Indeed, PruittHealth has experienced a 22% spike in its home health care census.
“We’ve long been an advocate of serving people in their home when appropriate,” Pruitt said. “It’s kind of ironic because people think of us as a nursing home company, but in our biggest state (Georgia) we serve more people in the community than we do in our facility.”
In Georgia, the company has been able to do this through Georgia SOURCE, a Medicaid waivers program that manages care for nursing home eligible patients in their home.
Pruitt believes there will always be a demand for SNFs, but he stressed the importance of adapting to patients’ needs.
“We’ve always discharged about 60% to 70% of our patients to the home,” he said. “And so we’re just extending those services to them and the community.”
Another senior care company, United Church Homes (UCH), is similarly working to expand its care delivery model and add home-based care services to its arsenal of offerings.
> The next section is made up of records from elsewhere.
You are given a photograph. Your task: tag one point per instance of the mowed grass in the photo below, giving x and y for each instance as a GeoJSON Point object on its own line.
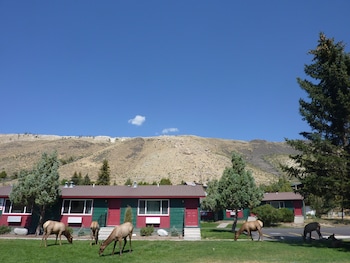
{"type": "Point", "coordinates": [19, 250]}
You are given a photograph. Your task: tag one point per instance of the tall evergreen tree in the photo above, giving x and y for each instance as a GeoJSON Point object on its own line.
{"type": "Point", "coordinates": [104, 174]}
{"type": "Point", "coordinates": [40, 187]}
{"type": "Point", "coordinates": [322, 165]}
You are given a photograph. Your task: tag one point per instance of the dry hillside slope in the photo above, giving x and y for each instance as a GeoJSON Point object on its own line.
{"type": "Point", "coordinates": [147, 159]}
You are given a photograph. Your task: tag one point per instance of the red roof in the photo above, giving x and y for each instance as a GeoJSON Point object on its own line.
{"type": "Point", "coordinates": [147, 191]}
{"type": "Point", "coordinates": [283, 196]}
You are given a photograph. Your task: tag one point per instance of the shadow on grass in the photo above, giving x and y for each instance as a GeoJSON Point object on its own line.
{"type": "Point", "coordinates": [116, 253]}
{"type": "Point", "coordinates": [316, 243]}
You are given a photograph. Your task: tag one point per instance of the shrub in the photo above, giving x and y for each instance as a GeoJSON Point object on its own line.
{"type": "Point", "coordinates": [4, 229]}
{"type": "Point", "coordinates": [174, 232]}
{"type": "Point", "coordinates": [267, 214]}
{"type": "Point", "coordinates": [128, 214]}
{"type": "Point", "coordinates": [146, 231]}
{"type": "Point", "coordinates": [287, 215]}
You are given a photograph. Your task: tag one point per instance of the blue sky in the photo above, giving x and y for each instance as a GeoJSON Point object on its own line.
{"type": "Point", "coordinates": [218, 69]}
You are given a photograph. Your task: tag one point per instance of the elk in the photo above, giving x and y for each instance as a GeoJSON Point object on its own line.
{"type": "Point", "coordinates": [57, 228]}
{"type": "Point", "coordinates": [249, 227]}
{"type": "Point", "coordinates": [314, 226]}
{"type": "Point", "coordinates": [95, 229]}
{"type": "Point", "coordinates": [119, 232]}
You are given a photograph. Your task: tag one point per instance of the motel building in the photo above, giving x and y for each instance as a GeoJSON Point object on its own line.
{"type": "Point", "coordinates": [161, 206]}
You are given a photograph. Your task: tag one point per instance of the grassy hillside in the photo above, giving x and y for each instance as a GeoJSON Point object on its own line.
{"type": "Point", "coordinates": [179, 158]}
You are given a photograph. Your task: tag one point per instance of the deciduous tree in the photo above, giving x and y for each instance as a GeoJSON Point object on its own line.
{"type": "Point", "coordinates": [235, 190]}
{"type": "Point", "coordinates": [40, 187]}
{"type": "Point", "coordinates": [104, 174]}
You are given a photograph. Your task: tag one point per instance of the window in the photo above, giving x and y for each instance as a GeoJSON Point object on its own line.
{"type": "Point", "coordinates": [277, 204]}
{"type": "Point", "coordinates": [153, 207]}
{"type": "Point", "coordinates": [10, 208]}
{"type": "Point", "coordinates": [77, 206]}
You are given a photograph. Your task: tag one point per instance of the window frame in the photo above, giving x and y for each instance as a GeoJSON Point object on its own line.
{"type": "Point", "coordinates": [24, 208]}
{"type": "Point", "coordinates": [143, 211]}
{"type": "Point", "coordinates": [281, 204]}
{"type": "Point", "coordinates": [87, 210]}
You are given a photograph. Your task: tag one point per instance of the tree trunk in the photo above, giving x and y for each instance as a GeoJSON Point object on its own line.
{"type": "Point", "coordinates": [235, 221]}
{"type": "Point", "coordinates": [41, 219]}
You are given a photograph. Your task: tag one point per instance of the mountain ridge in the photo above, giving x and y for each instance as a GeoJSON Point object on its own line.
{"type": "Point", "coordinates": [144, 159]}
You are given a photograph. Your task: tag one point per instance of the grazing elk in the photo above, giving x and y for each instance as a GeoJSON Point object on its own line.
{"type": "Point", "coordinates": [57, 228]}
{"type": "Point", "coordinates": [309, 228]}
{"type": "Point", "coordinates": [118, 234]}
{"type": "Point", "coordinates": [95, 229]}
{"type": "Point", "coordinates": [249, 227]}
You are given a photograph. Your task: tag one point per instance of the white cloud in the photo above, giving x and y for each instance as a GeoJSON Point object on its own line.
{"type": "Point", "coordinates": [138, 120]}
{"type": "Point", "coordinates": [168, 130]}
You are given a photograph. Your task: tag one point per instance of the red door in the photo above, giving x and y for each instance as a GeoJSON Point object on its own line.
{"type": "Point", "coordinates": [113, 217]}
{"type": "Point", "coordinates": [298, 208]}
{"type": "Point", "coordinates": [191, 212]}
UCH is a Marion, Ohio-based nonprofit independent and assisted living operator. The company has 75 communities in 14 states.
In recent years, UCH has reported seeing “just a fraction of the number” of referrals from hospitals.
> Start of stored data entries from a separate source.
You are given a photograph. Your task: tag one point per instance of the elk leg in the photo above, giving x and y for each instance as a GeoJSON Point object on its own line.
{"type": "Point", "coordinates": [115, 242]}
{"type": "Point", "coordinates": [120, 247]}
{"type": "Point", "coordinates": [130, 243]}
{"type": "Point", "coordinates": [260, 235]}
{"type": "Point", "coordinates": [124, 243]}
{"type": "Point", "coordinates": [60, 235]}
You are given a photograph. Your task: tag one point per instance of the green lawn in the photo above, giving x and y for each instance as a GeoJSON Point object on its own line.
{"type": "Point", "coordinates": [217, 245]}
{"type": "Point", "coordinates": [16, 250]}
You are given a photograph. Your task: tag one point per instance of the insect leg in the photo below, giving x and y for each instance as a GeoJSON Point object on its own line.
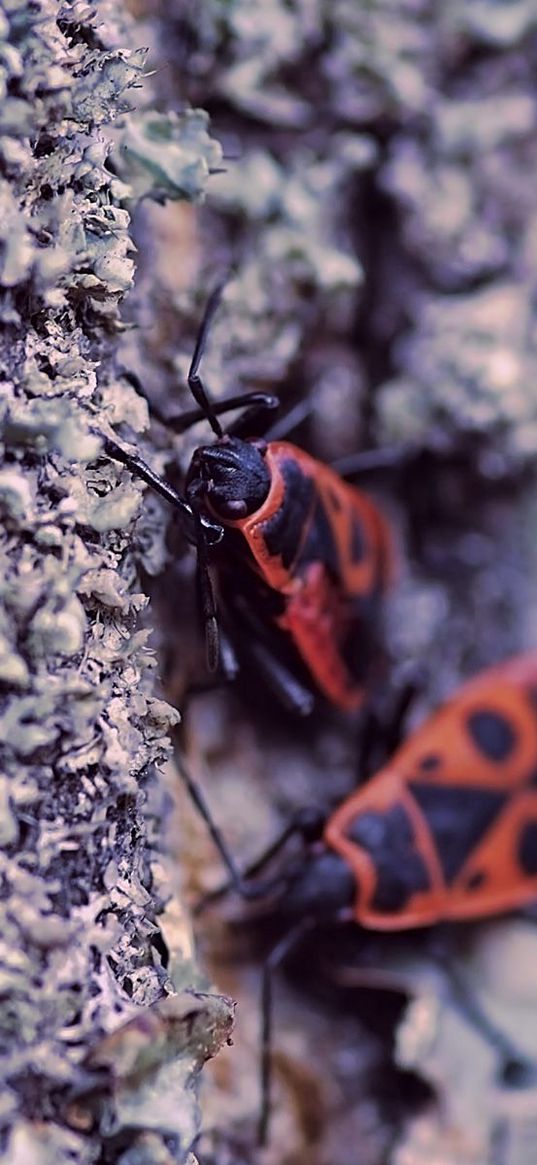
{"type": "Point", "coordinates": [515, 1067]}
{"type": "Point", "coordinates": [276, 957]}
{"type": "Point", "coordinates": [240, 881]}
{"type": "Point", "coordinates": [306, 823]}
{"type": "Point", "coordinates": [255, 403]}
{"type": "Point", "coordinates": [193, 378]}
{"type": "Point", "coordinates": [140, 468]}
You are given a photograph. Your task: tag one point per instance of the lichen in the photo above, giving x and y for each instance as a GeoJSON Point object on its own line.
{"type": "Point", "coordinates": [82, 732]}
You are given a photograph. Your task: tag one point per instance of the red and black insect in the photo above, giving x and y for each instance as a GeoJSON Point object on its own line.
{"type": "Point", "coordinates": [445, 832]}
{"type": "Point", "coordinates": [302, 559]}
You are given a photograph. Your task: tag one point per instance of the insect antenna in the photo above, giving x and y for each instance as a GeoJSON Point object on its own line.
{"type": "Point", "coordinates": [206, 600]}
{"type": "Point", "coordinates": [193, 379]}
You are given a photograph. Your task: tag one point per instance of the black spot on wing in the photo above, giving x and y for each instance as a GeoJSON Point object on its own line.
{"type": "Point", "coordinates": [284, 530]}
{"type": "Point", "coordinates": [319, 545]}
{"type": "Point", "coordinates": [430, 762]}
{"type": "Point", "coordinates": [458, 819]}
{"type": "Point", "coordinates": [358, 542]}
{"type": "Point", "coordinates": [528, 848]}
{"type": "Point", "coordinates": [475, 880]}
{"type": "Point", "coordinates": [492, 734]}
{"type": "Point", "coordinates": [390, 842]}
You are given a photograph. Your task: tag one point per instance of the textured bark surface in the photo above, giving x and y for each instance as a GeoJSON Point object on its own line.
{"type": "Point", "coordinates": [377, 211]}
{"type": "Point", "coordinates": [101, 1040]}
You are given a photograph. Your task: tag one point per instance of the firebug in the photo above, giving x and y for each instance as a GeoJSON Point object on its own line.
{"type": "Point", "coordinates": [302, 559]}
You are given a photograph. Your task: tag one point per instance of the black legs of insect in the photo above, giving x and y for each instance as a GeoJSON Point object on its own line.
{"type": "Point", "coordinates": [207, 606]}
{"type": "Point", "coordinates": [276, 957]}
{"type": "Point", "coordinates": [308, 824]}
{"type": "Point", "coordinates": [212, 531]}
{"type": "Point", "coordinates": [514, 1067]}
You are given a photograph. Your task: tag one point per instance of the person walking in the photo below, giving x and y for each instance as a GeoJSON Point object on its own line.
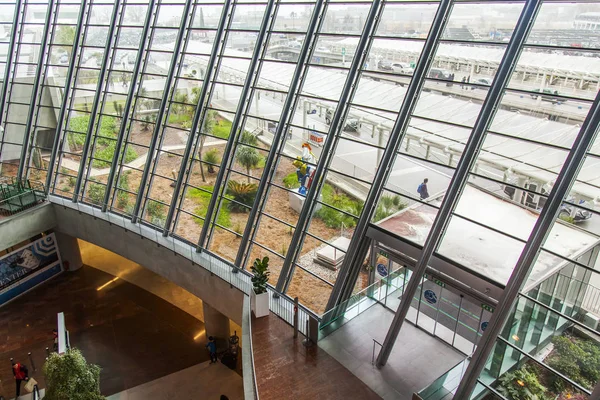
{"type": "Point", "coordinates": [212, 349]}
{"type": "Point", "coordinates": [21, 374]}
{"type": "Point", "coordinates": [422, 189]}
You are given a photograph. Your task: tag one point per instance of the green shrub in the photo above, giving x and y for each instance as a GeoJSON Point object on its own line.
{"type": "Point", "coordinates": [96, 193]}
{"type": "Point", "coordinates": [331, 216]}
{"type": "Point", "coordinates": [212, 157]}
{"type": "Point", "coordinates": [243, 193]}
{"type": "Point", "coordinates": [157, 212]}
{"type": "Point", "coordinates": [70, 377]}
{"type": "Point", "coordinates": [290, 181]}
{"type": "Point", "coordinates": [522, 384]}
{"type": "Point", "coordinates": [202, 199]}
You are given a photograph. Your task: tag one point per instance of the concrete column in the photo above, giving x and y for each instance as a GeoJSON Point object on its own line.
{"type": "Point", "coordinates": [69, 251]}
{"type": "Point", "coordinates": [215, 323]}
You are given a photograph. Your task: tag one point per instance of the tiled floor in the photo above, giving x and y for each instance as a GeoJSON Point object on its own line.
{"type": "Point", "coordinates": [416, 360]}
{"type": "Point", "coordinates": [202, 381]}
{"type": "Point", "coordinates": [133, 335]}
{"type": "Point", "coordinates": [285, 369]}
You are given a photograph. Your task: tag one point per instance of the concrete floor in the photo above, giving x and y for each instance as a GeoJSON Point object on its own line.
{"type": "Point", "coordinates": [416, 360]}
{"type": "Point", "coordinates": [202, 381]}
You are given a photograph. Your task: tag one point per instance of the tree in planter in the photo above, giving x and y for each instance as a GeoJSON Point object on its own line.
{"type": "Point", "coordinates": [212, 157]}
{"type": "Point", "coordinates": [243, 193]}
{"type": "Point", "coordinates": [70, 377]}
{"type": "Point", "coordinates": [248, 158]}
{"type": "Point", "coordinates": [522, 384]}
{"type": "Point", "coordinates": [261, 272]}
{"type": "Point", "coordinates": [156, 212]}
{"type": "Point", "coordinates": [210, 120]}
“It’s more cost-effective to [provide] home care, rehab and health care services to the residents [in their homes],” Senior Vice President of Finance and Strategy John Renner recently told Senior Housing News.
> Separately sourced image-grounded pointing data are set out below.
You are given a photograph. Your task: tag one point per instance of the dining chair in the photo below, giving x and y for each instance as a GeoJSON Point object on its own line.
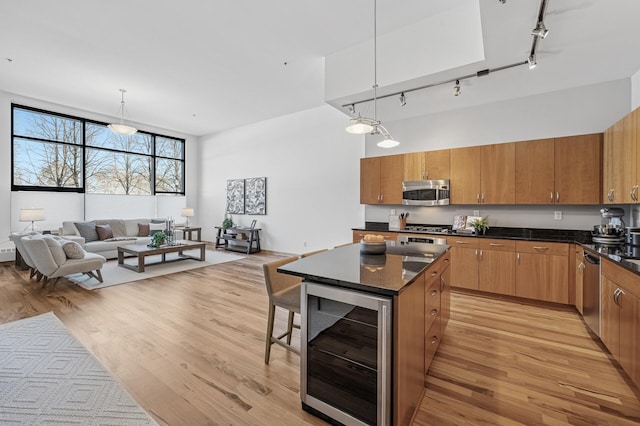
{"type": "Point", "coordinates": [284, 292]}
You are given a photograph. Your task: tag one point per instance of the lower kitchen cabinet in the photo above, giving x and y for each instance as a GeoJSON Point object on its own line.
{"type": "Point", "coordinates": [542, 271]}
{"type": "Point", "coordinates": [620, 313]}
{"type": "Point", "coordinates": [483, 264]}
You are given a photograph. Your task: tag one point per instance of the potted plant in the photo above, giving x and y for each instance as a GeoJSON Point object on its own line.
{"type": "Point", "coordinates": [480, 225]}
{"type": "Point", "coordinates": [158, 239]}
{"type": "Point", "coordinates": [227, 223]}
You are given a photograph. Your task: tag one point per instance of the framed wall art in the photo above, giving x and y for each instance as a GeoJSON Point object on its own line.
{"type": "Point", "coordinates": [235, 196]}
{"type": "Point", "coordinates": [255, 198]}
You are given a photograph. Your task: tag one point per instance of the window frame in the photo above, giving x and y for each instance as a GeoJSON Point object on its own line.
{"type": "Point", "coordinates": [84, 147]}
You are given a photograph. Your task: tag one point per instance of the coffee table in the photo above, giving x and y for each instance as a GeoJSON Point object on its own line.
{"type": "Point", "coordinates": [141, 251]}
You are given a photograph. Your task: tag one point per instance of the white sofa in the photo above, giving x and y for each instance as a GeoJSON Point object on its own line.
{"type": "Point", "coordinates": [125, 231]}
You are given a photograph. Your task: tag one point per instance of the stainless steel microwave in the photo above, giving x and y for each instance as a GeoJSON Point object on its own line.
{"type": "Point", "coordinates": [425, 193]}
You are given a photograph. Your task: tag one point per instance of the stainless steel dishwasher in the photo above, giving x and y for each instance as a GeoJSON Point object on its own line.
{"type": "Point", "coordinates": [591, 292]}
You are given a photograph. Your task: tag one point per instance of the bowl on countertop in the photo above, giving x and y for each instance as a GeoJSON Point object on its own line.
{"type": "Point", "coordinates": [373, 247]}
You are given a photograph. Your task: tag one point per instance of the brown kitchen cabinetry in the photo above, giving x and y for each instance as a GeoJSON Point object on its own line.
{"type": "Point", "coordinates": [565, 170]}
{"type": "Point", "coordinates": [433, 165]}
{"type": "Point", "coordinates": [483, 264]}
{"type": "Point", "coordinates": [381, 179]}
{"type": "Point", "coordinates": [483, 174]}
{"type": "Point", "coordinates": [388, 236]}
{"type": "Point", "coordinates": [579, 278]}
{"type": "Point", "coordinates": [542, 271]}
{"type": "Point", "coordinates": [621, 161]}
{"type": "Point", "coordinates": [620, 313]}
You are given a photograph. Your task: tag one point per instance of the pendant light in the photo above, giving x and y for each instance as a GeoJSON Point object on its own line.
{"type": "Point", "coordinates": [363, 125]}
{"type": "Point", "coordinates": [121, 128]}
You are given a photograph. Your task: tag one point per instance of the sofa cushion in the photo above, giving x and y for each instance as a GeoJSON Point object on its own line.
{"type": "Point", "coordinates": [87, 230]}
{"type": "Point", "coordinates": [104, 232]}
{"type": "Point", "coordinates": [73, 250]}
{"type": "Point", "coordinates": [143, 230]}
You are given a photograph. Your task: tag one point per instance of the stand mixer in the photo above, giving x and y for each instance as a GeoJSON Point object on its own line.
{"type": "Point", "coordinates": [611, 229]}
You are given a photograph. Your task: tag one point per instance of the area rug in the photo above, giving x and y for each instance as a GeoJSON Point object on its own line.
{"type": "Point", "coordinates": [47, 377]}
{"type": "Point", "coordinates": [112, 274]}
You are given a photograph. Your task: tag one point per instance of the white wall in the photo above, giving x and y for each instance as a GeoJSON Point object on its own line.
{"type": "Point", "coordinates": [312, 170]}
{"type": "Point", "coordinates": [583, 110]}
{"type": "Point", "coordinates": [63, 206]}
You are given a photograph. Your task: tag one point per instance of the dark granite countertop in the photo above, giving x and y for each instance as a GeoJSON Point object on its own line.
{"type": "Point", "coordinates": [384, 274]}
{"type": "Point", "coordinates": [529, 234]}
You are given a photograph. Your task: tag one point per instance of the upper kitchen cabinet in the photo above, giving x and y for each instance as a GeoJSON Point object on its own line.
{"type": "Point", "coordinates": [381, 179]}
{"type": "Point", "coordinates": [578, 169]}
{"type": "Point", "coordinates": [534, 172]}
{"type": "Point", "coordinates": [433, 165]}
{"type": "Point", "coordinates": [621, 160]}
{"type": "Point", "coordinates": [483, 174]}
{"type": "Point", "coordinates": [565, 170]}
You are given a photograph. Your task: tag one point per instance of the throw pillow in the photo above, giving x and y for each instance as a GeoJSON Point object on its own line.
{"type": "Point", "coordinates": [73, 250]}
{"type": "Point", "coordinates": [143, 230]}
{"type": "Point", "coordinates": [104, 232]}
{"type": "Point", "coordinates": [155, 227]}
{"type": "Point", "coordinates": [88, 231]}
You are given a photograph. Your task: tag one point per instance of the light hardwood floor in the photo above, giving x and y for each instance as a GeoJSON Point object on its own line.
{"type": "Point", "coordinates": [189, 347]}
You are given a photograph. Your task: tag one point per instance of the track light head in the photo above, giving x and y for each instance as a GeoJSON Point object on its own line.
{"type": "Point", "coordinates": [540, 30]}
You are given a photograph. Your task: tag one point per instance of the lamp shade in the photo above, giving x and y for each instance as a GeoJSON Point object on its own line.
{"type": "Point", "coordinates": [31, 215]}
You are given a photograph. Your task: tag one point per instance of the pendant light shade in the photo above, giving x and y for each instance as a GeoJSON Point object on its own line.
{"type": "Point", "coordinates": [364, 125]}
{"type": "Point", "coordinates": [121, 128]}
In 2020, UCH experienced a $7 million total decrease in its revenue stream. As a result, the company began looking into what services they could provide in the home setting.
“At this time, [UCH] is basically sustaining its long-term care and nursing home programs,” Renner told SHN. “But our future is in what we call older adult residential communities and care planning, outside the walls of a community structure. We’re [implementing this in] two fronts: We’re expanding our independent living or residential programs for seniors. We’re also expanding programs to service their personal as well as health care needs, while they’re still in home, aging in place.”
One lesson providers should take away from the current time is the importance of “site-agnostic care,” Pruitt noted. Providers that can quickly adapt between settings will see the most success in the future, he explained.
“Not many companies can do what we do,” Pruitt said. “Not many companies can say, ‘If you need skilled nursing facility services, we can help you. We can keep that stay as short as possible, then discharge into the home.’ I think that will be the trend of the future and companies will try to put it together.”